The Old Testament has its startling stories too. This evening’s Old Testament reading from the book of the prophet Ezekiel tells the story of the dry bones. Ezekiel tells the story:

The hand of the Lord came upon me, and he brought me out by the spirit of the Lord and set me down in the middle of a valley; it was full of bones. He led me all round them; there were very many lying in the valley, and they were very dry. He said to me, ‘Mortal, can these bones live?’ I answered, ‘O Lord God, you know.’ Then he said to me, ‘Prophesy to these bones, and say to them: O dry bones, hear the word of the Lord. Thus says the Lord God to these bones: I will cause breath to enter you, and you shall live. I will lay sinews on you, and will cause flesh to come upon you, and cover you with skin, and put breath in you, and you shall live; and you shall know that I am the Lord.’

As the prophecy was told, the bones came together, and then the sinews and then the flesh. But there was no breath until the prophet prophesied again and then the breath came. And the bones lived. The dry dead bones came to life. And the point of it, as it related to the life of the people Israel. The point of it was that they came back to life yes, but the point of it … that they knew … that the Lord, the presence of the Lord in this giving of breath, this bringing to life. Where breath is given, where life is restored, it is the work of the Lord.

And when we look on, startled, when we listen wondering, almost in disbelief, at such a prophecy, we might allow ourselves to wonder, to be startled, to know the presence of the Lord. As the women did, as Peter did. Not trying to understand. Just knowing that they were in the presence of the Lord, that only God, the one Jesus called Father, could have done this.

So what of us? How might we be startled by the resurrection, this year, this Easter?

Our psalm, Psalm 115, helps us know what gets in the way, what gets in the way of being touched by the resurrection. The psalm speaks of idols, the idols of those who do not worship God.
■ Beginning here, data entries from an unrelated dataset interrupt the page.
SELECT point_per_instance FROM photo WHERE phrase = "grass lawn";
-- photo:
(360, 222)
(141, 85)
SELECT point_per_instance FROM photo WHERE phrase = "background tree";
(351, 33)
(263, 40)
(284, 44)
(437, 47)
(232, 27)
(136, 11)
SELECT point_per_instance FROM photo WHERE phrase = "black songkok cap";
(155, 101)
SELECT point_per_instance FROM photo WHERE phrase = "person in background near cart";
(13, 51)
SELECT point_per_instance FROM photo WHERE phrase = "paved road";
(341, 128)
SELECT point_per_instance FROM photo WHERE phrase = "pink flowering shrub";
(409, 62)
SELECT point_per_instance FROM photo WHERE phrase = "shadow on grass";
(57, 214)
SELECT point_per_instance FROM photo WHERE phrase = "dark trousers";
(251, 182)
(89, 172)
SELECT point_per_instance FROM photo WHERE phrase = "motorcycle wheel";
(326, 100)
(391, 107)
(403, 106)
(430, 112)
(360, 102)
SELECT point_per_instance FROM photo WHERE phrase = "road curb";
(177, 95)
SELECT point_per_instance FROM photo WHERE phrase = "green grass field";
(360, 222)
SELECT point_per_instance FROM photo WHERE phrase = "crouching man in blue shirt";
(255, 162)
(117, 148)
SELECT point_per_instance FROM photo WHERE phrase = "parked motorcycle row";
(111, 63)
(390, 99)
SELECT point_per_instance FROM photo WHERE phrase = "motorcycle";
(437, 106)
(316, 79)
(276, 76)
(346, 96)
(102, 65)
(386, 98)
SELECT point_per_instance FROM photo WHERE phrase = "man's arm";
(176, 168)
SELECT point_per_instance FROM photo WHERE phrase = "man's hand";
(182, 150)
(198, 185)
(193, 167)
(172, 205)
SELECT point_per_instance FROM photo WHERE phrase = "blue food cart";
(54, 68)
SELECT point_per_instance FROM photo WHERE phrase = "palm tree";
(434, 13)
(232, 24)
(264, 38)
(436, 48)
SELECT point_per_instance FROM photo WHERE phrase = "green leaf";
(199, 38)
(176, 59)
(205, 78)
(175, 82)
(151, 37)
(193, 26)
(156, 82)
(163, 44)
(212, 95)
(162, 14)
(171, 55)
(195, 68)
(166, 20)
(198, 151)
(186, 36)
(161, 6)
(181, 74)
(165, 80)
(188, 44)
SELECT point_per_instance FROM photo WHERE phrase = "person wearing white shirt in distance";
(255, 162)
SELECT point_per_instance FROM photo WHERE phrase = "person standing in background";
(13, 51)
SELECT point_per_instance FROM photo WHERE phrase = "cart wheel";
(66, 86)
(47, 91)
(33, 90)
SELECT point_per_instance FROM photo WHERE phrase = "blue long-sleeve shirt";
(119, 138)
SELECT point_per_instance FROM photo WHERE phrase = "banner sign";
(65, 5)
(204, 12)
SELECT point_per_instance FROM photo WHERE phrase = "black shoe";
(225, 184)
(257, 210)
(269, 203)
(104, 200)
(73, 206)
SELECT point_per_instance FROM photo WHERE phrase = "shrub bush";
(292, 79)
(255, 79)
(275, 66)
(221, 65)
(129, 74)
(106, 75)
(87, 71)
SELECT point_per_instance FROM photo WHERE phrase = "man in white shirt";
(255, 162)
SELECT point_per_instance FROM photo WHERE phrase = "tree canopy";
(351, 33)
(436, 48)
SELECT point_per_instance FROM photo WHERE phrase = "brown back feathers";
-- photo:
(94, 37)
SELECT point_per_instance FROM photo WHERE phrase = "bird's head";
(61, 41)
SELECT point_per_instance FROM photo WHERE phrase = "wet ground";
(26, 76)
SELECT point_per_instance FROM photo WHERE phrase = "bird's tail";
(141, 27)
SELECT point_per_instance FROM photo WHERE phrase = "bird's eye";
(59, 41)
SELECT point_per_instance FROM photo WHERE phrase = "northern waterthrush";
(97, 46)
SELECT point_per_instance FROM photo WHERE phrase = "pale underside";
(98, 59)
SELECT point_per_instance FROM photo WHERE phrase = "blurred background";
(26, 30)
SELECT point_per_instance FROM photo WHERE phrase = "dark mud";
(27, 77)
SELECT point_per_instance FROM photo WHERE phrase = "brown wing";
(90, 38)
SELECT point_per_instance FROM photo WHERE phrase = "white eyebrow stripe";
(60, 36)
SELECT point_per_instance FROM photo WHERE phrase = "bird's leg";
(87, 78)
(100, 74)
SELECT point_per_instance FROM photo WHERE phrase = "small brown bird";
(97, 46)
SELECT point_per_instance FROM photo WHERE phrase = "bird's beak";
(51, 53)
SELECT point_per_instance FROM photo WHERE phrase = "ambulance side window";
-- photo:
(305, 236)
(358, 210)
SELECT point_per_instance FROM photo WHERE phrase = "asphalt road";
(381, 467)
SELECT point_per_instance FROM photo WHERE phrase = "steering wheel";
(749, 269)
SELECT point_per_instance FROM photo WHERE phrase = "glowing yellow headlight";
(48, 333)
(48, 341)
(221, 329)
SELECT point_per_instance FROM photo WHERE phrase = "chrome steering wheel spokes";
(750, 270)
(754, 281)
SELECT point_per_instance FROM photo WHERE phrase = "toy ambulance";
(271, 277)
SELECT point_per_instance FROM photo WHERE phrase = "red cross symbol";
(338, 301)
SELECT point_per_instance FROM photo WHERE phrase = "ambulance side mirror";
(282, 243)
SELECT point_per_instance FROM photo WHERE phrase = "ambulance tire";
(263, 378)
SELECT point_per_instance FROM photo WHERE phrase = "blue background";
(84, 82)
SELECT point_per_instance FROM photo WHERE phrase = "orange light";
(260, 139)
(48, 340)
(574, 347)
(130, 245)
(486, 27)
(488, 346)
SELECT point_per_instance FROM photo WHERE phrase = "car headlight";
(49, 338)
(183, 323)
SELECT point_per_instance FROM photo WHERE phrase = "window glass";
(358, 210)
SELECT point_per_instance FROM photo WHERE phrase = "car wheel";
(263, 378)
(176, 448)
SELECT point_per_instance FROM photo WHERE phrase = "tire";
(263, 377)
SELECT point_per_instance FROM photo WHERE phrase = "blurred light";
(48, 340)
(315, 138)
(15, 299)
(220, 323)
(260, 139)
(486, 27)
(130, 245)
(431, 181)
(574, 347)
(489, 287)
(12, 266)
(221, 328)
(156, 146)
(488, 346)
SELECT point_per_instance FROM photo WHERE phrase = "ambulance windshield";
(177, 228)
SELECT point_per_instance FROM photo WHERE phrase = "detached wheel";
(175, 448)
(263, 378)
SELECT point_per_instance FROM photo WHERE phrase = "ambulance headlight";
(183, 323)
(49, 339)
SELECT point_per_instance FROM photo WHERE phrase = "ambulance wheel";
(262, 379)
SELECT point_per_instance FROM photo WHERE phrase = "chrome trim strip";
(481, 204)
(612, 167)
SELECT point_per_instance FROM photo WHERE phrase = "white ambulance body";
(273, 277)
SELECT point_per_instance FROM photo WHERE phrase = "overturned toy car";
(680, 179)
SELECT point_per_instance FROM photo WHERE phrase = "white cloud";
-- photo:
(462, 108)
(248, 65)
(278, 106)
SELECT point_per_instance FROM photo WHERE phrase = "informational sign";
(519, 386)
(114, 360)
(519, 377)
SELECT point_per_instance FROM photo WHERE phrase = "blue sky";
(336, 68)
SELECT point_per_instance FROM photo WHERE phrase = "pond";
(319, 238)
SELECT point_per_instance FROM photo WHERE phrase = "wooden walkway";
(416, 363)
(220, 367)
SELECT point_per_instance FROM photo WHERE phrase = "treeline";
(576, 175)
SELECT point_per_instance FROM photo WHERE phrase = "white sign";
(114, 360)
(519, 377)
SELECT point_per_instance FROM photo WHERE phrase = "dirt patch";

And it speaks with such insight.

Wherefore shall the heathen say 
 Where is now their God?
… Their idols are silver and gold 
 even the work of men’s hands.
They have mouths, and speak not 
 eyes have they, and see not.
They have ears, and hear not 
 noses have they, and smell not.
They have hands, and handle not; feet have they, and walk not 
 neither speak they through their throat.
They that make them are like unto them 
 and so are all such as put their trust in them.

It’s not only the heathen who worship idols, we all have a go at that at times. We all have things that we put in the place of God, when God gets too difficult, seems too far away. When we are baffled, puzzled, startled, lonely for God perhaps.

But listen to what the psalm says of those who worship idols – the idols that have mouths that speak not, eyes that see not, ears that hear not … it says those who put their trust in idols are like those idols with mouths and eyes and ears that do not function, that neither speak, nor see, nor hear.

In the presence of resurrection truth, it is so easy to turn away. The psalm is hinting to us that we need to use all our senses if you like. To see, to hear … to allow the resurrection stories to niggle away at us, to ponder them. For it may be that it is when we are walking on the beach that something of the stories will cause us to wonder. We may see them hear them in a new light. It may be that, when we are listening to the choir sing, that the beauty of the music helps the newness of resurrection reach us. It may be that when we are struck by the kindness, an unexpected kindness, of another human being, that this kindness somehow has new life woven into it. Resurrection has many guises. The key is to allow it. Not to sit with our old idols, the things that seem easy to worship, with the unseeing eyes and the unhearing ears. But to allow the mystery of the resurrection stories to reach us. To allow a sense of the risen Jesus to encounter us. To find ourselves startled, as we meet Jesus turning up in unexpected places, as Rowan Williams said.